In a search of Google News today, the term "toxic assets" crops up 29,980 times, as in this Los Angeles Times headline: "Individuals may be able to invest in toxic assets." Sounds appealing, doesn't it? Put your retirement savings in the Toxic Growth Fund. According to my Oxford dictionary, "toxic" means "1. of poison. 2. poisonous." No one is going to brag at a cocktail party that they've put their money in poisonous investments. If the use of this term persists, the government and others trying to coax investors into buying portions of these products (as Pimco and BlackRock are said to be considering doing) will have a very tough time.
"I think 'toxic' is a strange term to use for these assets," says Richard Bookstaber, author of the book A Demon of Our Own Design, which predicted some of the current market crisis, and a former risk manager and trader at several Wall Street firms. "They are just plain assets of a particular type. There is nothing wrong with them; someone can hold them if they get them at the right price and have a reasonable holding period." "Dodgy assets" only crops up in Google News 616 times and "dodgy debt" a mere 100 times. However, British comedians John Bird and John Fortune have used these terms to good effect in their videotaped mock-interviews about the financial crisis, which have racked up more than a million page views on YouTube. The Wall Street Journal spoke of "dodgy assets" in an editorial today. My Oxford dictionary offers no definition for "dodgy," but Wiktionary defines the word as: "evasive and shifty; unsound and unreliable; dishonest; risky; deviant; weird." Hardly a lure for wary investors.
"Legacy" is the latest, most generous term being applied to subprime-related instruments (Google News has 820 references to the term today); the Oxford dictionary defines it thus: "1. gift left in a will. 2. thing handed down by a predecessor."

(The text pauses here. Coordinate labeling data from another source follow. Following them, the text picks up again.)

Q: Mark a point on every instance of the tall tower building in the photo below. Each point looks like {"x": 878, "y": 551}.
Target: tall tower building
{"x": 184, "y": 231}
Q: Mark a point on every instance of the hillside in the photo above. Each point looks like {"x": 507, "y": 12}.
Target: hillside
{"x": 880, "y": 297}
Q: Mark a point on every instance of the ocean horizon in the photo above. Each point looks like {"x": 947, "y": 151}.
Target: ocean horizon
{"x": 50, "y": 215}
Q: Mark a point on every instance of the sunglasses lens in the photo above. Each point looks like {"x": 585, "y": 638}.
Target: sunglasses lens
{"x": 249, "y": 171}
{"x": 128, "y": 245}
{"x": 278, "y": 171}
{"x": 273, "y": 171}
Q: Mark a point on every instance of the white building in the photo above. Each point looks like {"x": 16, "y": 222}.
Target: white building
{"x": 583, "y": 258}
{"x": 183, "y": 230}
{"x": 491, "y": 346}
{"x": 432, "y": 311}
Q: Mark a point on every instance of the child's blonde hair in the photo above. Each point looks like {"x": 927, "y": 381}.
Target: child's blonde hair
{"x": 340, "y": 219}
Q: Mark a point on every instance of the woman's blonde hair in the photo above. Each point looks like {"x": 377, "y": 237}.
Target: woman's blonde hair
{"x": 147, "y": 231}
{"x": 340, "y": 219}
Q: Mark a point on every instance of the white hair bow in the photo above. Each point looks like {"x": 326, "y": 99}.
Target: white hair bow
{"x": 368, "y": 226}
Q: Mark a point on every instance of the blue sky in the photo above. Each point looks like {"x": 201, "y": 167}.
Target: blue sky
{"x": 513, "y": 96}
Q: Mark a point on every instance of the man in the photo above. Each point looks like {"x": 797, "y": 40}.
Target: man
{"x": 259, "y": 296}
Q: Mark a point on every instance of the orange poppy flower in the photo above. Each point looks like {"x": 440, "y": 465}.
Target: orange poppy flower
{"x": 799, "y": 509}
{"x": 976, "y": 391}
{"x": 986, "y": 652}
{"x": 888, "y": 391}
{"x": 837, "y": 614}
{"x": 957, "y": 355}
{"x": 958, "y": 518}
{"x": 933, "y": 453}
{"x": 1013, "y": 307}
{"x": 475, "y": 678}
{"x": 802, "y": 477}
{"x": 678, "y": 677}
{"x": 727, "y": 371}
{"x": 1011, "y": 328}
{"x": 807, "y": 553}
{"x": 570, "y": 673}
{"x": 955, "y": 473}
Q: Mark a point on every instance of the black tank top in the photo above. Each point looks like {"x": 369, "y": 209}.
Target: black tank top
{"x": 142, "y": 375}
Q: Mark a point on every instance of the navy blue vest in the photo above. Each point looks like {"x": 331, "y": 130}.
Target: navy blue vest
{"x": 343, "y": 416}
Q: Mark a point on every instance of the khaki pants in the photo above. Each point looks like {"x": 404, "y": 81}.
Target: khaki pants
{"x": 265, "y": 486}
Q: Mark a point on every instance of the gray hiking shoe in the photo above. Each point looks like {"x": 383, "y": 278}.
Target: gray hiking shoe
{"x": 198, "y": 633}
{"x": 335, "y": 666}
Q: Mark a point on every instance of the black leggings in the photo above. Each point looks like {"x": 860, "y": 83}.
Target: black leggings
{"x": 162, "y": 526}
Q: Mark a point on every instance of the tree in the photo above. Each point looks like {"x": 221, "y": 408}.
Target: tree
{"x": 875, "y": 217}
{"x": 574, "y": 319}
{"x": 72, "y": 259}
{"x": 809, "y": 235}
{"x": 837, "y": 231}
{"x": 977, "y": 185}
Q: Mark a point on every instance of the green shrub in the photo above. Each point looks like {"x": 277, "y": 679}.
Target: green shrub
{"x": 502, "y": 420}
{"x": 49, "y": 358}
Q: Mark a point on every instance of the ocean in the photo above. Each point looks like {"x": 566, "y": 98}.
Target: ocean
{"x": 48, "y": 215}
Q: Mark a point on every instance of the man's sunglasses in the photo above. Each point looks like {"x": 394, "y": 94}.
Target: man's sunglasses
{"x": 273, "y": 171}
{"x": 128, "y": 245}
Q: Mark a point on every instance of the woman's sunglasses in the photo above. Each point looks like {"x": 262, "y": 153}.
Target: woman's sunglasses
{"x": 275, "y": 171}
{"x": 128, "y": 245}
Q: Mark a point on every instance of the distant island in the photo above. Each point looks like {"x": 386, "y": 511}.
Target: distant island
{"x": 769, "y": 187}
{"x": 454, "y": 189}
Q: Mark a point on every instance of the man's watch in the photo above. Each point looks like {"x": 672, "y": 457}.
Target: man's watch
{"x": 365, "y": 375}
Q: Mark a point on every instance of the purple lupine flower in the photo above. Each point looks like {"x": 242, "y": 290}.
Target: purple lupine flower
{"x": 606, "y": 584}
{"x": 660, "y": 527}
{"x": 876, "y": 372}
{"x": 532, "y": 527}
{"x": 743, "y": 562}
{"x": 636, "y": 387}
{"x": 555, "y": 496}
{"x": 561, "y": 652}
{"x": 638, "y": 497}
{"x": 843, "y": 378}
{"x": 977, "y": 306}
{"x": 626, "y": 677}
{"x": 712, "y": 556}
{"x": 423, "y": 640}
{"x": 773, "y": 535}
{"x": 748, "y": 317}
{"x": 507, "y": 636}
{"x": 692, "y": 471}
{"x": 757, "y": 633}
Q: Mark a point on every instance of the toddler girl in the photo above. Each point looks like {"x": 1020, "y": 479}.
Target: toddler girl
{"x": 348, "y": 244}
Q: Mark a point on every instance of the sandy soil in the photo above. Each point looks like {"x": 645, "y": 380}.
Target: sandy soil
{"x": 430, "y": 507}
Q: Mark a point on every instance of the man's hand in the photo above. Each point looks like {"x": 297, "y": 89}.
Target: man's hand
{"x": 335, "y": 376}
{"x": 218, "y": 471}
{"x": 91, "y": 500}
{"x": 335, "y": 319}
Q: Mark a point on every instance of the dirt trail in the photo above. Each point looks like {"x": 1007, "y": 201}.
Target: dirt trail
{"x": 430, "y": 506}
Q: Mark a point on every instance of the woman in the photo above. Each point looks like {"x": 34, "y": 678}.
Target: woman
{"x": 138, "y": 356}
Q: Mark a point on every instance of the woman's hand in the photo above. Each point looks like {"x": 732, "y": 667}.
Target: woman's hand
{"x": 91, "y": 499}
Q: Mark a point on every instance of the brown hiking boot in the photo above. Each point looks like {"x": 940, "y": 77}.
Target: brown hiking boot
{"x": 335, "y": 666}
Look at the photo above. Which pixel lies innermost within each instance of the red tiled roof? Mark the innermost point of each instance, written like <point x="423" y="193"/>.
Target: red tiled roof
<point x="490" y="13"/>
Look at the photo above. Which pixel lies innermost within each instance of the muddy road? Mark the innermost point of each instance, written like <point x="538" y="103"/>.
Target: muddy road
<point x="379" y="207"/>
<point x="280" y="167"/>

The Obama Administration refers to its latest financial rescue plan as "The Public-Private Investment Program for Legacy Assets." A fact sheet released yesterday by the U.S. Treasury states, "the financial system is still working against economic recovery. One major reason is the problem of 'legacy assets' - both real estate loans held directly on the books of banks ('legacy loans') and securities backed by loan portfolios ('legacy securities')." This seems to categorize any mortgage loan or security as legacy.
Derman is not in favor of this new adjective. "'Legacy' is a euphemism, which is the last thing we need," he says. But Bookstaber is on board with it. "They are 'legacy' in that they are stuck on the books and everyone is trying to get them off of bank books where they do not make sense," he says.